My little girl is my everything. She loves her daddy more than she loves me it seems I don’t know how to handle her heartbreak. Any advice would be so greatly appreciated…
Now, even though FWH is here and we're in R, things are tense and hard, and it affects her sometimes. I just try to make her feel as special and important as I can. Life isn't going to go exactly how I want for her, and I need to be at peace with that.
You may find some specific and helpful advice about this in our D/S forum. There are a lot of wonderful people there who have been through this and are single parents who have learned how to help their kids through the process.
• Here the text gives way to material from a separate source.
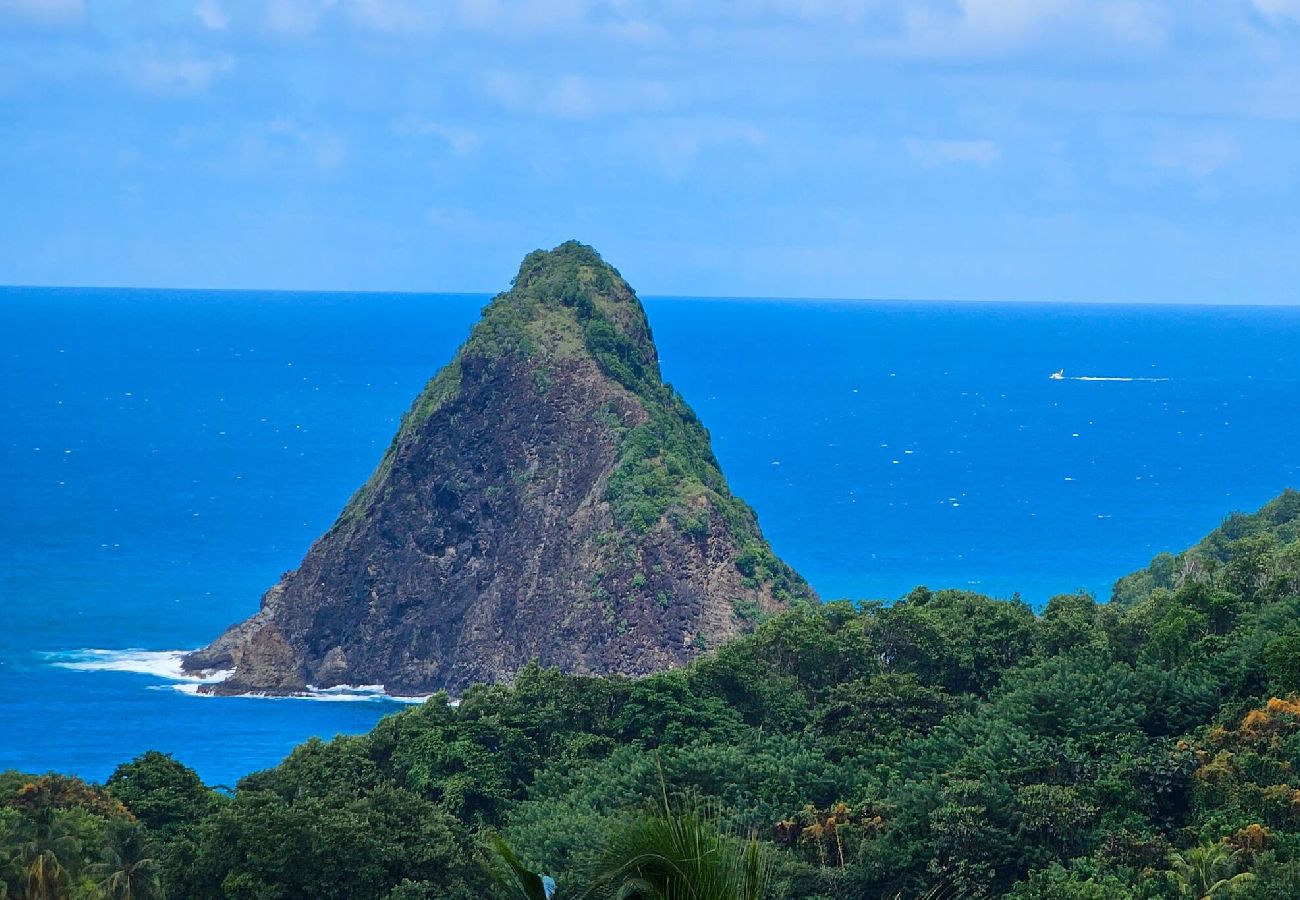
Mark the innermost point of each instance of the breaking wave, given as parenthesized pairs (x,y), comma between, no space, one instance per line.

Sending you big hugs and strength.
I say it to both my children a lot. With my 5yo, I get completely down on his level and make it brief but make sure he's hearing me.
My wife is not from a broken family. She does not know the pain. We promised that when/if we had kids we would not do that to them. And then she sees Om. Bingo says A and here I am. My wife did not understand how I was more upset about her hurting the children. The first two nights after D-Day I paced the hall and would check in on my two every 5 to 10 minutes. To know that peace could be shattered.
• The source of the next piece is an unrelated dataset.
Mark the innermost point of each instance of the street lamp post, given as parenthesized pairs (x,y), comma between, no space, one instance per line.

In the fog, the WS don't see outside fantasy land. They don't see the broken home, possible STDs, the hurt they put you in or the kids. They see their own selfish needs.
That all brings us on what to do for Foolme1's little princess (all little girls are princesses). Some people say tell them truth. I don't think she will understand Divorce. My spouse said she would tell our girls she hurt Daddy so badly we could not live together anymore. Maybe that is a good answer... I am not sure. Certainty is not a thing I possess in any real quantity these days.
I think you need to take her away from what is going to be a great source of pain and be there for her, a lot. She needs to be affirmed that all this is not her fault. She needs to know she is loved and she needs to know you will not leave her like Daddy did. Then be prepared (I know, like we are prepared huh) for the innocent emotional distress she is about to endure. You can cope, even if on some basic level. She will be unable. She will have absolutely no experience to help her ease the pain, deflect the suffering or make sense of any of it. She will hurt... and she might just blame you for it. The only other thing I can tell you not to do is to use her as a tool for well or woe. Whatever is going to happen, she gets to keep her innocence as best you can to protect it. That is your job as a parent right now.
I am crying for your pain right now Foolme1, as I cry for mine.
"Cast all your anxieties on Him, because He cares for you." 1 Peter 5:7
My wife does the same with our son- he is a Mummy's Boy.
I know it's unfortunately not always possible but- if it is- try it.
Multi famam, conscientiam, pauci verentur.